Brad Pitt in der Boxengasse

von Redaktion

Silverstone-GP wird zur Film-Kulisse: Hollywood dreht zwischen Mercedes und Ferrari

Silverstone/Köln – Brad Pitt sah gut aus, natürlich. Mit verspiegelter Sonnenbrille und blauer Wildlederjacke schlenderte er durch das Fahrerlager von Silverstone, als würde er dazugehören. Und das tut er ja jetzt auch irgendwie: Am Rande des britischen Grand Prix haben die Dreharbeiten für seinen neuen Film begonnen. Die Formel 1 boomt ohnehin seit einer Weile – und hat nun auch Freunde in Hollywood.

„Ich weiß nicht, ob das vor zehn Jahren möglich gewesen wäre, als das alte Management noch am Werk war“, sagt Lewis Hamilton. Der Rekordweltmeister ist Co-Produzent und Berater für den Film, der im laufenden Betrieb der Rennserie gedreht wird.

Es ist der bislang deutlichste Indikator für das, was gerade passiert: Unter den amerikanischen Eigentümern öffnet sich die Formel 1, und die Welt will mitmachen. Schon seit Jahren erschließt eine Netflix-Doku den Mainstream als Zielgruppe, auch der Kalender wächst und wächst. Im kommenden Jahr soll die Rekordzahl von 24 Rennen erreicht werden, die einst vor allem europäische Rennserie hat mittlerweile auch Schwerpunkte in den USA, in Asien und im Nahen Osten.

Nun also dieser Film, der Brad Pitt als alternden Rennfahrer (Sonny Hayes) zeigt, der noch einmal in den Sport zurückkehrt. In Silverstone hat sein fiktives Team eine eigene, eine elfte Garage zwischen Mercedes und Ferrari, eigenes Personal und ein eigenes Motorhome.
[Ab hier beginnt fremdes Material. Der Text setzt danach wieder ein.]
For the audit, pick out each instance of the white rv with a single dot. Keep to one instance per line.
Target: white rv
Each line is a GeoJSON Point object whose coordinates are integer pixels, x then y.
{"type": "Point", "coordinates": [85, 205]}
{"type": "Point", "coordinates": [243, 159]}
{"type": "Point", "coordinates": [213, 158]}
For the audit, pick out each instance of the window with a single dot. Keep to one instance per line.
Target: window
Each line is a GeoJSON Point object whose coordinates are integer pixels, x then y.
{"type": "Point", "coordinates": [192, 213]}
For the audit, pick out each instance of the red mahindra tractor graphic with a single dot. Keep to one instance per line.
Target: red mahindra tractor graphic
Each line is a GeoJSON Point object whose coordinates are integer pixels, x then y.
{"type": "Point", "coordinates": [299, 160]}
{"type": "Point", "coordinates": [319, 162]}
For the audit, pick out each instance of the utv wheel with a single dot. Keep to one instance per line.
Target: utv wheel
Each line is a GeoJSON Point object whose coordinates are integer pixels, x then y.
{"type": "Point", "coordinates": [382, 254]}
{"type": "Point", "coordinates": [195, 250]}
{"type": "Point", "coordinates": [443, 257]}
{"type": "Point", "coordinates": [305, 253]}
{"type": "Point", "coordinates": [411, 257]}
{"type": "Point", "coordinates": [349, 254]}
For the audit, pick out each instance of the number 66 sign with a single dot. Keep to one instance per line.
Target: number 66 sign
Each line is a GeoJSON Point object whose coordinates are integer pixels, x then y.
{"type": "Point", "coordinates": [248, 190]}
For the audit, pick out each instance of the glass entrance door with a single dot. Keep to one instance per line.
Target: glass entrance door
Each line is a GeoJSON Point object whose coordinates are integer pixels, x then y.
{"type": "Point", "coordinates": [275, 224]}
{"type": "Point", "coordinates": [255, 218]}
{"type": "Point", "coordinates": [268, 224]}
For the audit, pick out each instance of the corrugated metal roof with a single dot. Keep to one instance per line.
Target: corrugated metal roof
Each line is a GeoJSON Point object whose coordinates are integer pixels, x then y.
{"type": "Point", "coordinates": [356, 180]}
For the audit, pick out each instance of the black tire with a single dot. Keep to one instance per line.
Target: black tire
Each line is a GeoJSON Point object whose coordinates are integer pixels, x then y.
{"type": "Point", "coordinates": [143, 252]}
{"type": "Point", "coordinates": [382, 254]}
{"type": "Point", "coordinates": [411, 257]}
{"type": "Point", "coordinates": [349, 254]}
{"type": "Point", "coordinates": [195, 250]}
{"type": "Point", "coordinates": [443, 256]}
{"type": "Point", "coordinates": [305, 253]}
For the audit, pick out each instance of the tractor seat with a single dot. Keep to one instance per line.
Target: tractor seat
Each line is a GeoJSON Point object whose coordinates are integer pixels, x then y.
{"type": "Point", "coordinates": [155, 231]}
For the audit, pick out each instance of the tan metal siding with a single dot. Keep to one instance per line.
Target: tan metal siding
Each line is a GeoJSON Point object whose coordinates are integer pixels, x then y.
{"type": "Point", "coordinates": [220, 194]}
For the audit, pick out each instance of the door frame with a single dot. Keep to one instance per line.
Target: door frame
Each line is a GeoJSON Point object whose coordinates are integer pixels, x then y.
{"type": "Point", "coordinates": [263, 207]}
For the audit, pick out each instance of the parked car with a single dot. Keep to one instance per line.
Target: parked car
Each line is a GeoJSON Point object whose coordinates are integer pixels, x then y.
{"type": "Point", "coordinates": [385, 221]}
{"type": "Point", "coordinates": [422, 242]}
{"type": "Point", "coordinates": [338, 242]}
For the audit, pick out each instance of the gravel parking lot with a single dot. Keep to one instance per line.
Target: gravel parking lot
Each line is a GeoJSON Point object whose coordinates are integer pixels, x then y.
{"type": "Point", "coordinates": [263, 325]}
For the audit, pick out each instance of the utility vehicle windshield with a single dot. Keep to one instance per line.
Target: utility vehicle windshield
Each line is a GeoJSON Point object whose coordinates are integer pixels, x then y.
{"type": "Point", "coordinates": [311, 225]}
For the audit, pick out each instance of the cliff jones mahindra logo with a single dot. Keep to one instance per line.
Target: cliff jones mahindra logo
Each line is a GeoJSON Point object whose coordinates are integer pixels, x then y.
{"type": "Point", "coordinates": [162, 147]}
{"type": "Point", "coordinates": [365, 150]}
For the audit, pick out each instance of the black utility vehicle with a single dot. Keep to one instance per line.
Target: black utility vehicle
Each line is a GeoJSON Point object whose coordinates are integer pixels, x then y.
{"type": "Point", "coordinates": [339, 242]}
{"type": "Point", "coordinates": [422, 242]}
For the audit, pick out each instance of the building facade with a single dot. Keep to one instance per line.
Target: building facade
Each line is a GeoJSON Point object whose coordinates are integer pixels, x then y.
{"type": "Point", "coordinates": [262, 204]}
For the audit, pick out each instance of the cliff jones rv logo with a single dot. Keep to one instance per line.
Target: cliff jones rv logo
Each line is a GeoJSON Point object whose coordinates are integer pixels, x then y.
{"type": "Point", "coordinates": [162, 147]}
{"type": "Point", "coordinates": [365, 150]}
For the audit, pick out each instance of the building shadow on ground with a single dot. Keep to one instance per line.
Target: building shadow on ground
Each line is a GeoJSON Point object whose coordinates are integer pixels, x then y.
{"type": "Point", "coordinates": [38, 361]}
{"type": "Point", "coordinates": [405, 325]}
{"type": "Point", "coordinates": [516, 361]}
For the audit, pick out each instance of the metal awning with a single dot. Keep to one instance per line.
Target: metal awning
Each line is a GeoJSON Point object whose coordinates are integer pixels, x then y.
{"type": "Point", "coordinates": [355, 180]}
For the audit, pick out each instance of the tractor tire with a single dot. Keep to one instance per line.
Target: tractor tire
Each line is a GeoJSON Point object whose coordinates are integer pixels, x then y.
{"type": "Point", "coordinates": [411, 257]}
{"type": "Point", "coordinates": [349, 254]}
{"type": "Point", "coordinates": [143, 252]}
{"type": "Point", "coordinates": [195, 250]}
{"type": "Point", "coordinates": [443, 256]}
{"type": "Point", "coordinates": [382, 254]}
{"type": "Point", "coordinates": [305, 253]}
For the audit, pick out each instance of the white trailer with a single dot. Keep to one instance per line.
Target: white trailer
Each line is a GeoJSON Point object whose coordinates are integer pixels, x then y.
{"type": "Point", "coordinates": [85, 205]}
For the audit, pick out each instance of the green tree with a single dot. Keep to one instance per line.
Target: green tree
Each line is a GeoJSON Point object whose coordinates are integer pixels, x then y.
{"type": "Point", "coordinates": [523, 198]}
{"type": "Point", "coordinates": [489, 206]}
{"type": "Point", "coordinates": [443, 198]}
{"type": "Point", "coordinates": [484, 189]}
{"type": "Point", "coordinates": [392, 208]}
Alles soll so authentisch wirken wie möglich.

In mehr als 40 Jahren unter Bernie Ecclestone wäre so etwas nicht möglich gewesen. Man hätte es damals „wohl nicht als wichtigen Schritt für das Wachstum des Sports erkannt“, sagt Hamilton, der ja selbst seit 15 Jahren dabei ist und diesen Wandel mitverfolgt hat: „Wir haben schon den Einfluss der Netflix-Show gesehen, das hier wird alles noch größer machen.“

So viele Menschen „auf der ganzen Welt“, sagt Hamilton, „wollen gerade mehr über diesen Sport erfahren“. Das klingt wie PR-Sprech in Zeiten, in denen Max Verstappen jedes Rennen gewinnt und sportlich große Langeweile herrscht. Es ist aber durchaus durch Zahlen belegbar.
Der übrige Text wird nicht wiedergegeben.